Examples of Freemium in Higher Education
A great example of the freemium model in higher education is Flat World Knowledge (FWK). In fact, Flat World was highlighted in Chris Anderson’s book. FWK emerged out of a recognition of the limits of the traditional textbook industry that has resulted in rapidly climbing book prices, awkward customization options, and virtually no opportunity for students to define their own needs. FWK produces high quality digital textbooks across a range of disciplines. The basics of the business model are:
- FWK content is licensed under creative commons.
- Students have full access to a free web-based version of the book.
- Instructors that adopt the titles for their courses, can modify the book as they wish; changing text, adding components, reordering the content, adding third-party content (e.g. Youtube videos).
- If they choose, students can order additional versions of the textbook including black & white or colour print versions, audio versions, study aids, tablet version, and so on. All of these are sold at prices well below industry standards.
This particular use of “free” ensures that all students have access to their course textbook – which is an increasingly important issue as higher education serves an ever-broadening range of socio-economic groups. It also increases the learner’s control over how they learn, places more control in the hands of the academic running the course, and, of course, it addresses the issue of rising textbook prices.
It seems to be working. After only three years in operation, more than 300,000 students have used textbooks by Flat World Knowledge.
Another instance of the freemium model in higher education is Test Drive College. The logic behind TDC, a Education Dynamics company, is this: as the percentage of the population that wishes to attend higher education climbs, so does the number of prospective students that are unsure of their true interests, and whether they are adequately prepared for college. TDC offers students free online college courses. If successful, students can apply the credits earned through TDC to college programs that are affiliated with TDC.

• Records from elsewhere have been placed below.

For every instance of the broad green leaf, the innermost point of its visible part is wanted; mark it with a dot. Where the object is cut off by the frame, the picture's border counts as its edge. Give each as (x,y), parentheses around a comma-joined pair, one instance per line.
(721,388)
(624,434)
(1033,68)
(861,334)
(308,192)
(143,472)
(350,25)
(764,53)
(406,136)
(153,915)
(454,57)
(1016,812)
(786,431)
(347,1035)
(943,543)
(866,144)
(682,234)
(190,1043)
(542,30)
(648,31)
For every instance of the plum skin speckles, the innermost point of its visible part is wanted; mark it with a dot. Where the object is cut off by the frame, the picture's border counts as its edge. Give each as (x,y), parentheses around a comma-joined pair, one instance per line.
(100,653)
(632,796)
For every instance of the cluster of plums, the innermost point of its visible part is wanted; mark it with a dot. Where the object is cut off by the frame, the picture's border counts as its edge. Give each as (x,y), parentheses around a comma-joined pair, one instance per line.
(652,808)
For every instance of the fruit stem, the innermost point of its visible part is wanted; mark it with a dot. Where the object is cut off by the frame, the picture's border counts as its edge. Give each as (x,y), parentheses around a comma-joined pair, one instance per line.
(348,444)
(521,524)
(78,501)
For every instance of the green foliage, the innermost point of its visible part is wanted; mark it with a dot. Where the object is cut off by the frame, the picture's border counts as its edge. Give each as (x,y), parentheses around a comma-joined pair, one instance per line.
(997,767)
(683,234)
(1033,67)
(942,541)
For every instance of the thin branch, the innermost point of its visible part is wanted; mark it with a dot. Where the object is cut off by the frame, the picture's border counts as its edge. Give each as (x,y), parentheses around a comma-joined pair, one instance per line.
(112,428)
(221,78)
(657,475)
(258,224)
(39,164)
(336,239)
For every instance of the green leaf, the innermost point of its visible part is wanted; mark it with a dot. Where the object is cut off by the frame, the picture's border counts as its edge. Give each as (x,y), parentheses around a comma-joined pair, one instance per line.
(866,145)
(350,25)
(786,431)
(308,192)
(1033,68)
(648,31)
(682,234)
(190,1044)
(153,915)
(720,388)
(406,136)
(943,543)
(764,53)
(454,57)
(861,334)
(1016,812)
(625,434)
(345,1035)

In this business model, then, the colleges that form affiliations with TDC are the premium customers that generate the revenue. The benefit to the college is the stream of students that begin their college careers better prepared, having already demonstrated their capacity to learn and commitment to complete college courses. TDC is compensated by the admitting college.
We are at the very earliest stage of testing new business models in higher education. The above models – FWK and TDC – have found ways to leverage the changing economics of digital learning. It will interesting to see how other companies employ new variations of the freemium model in higher education.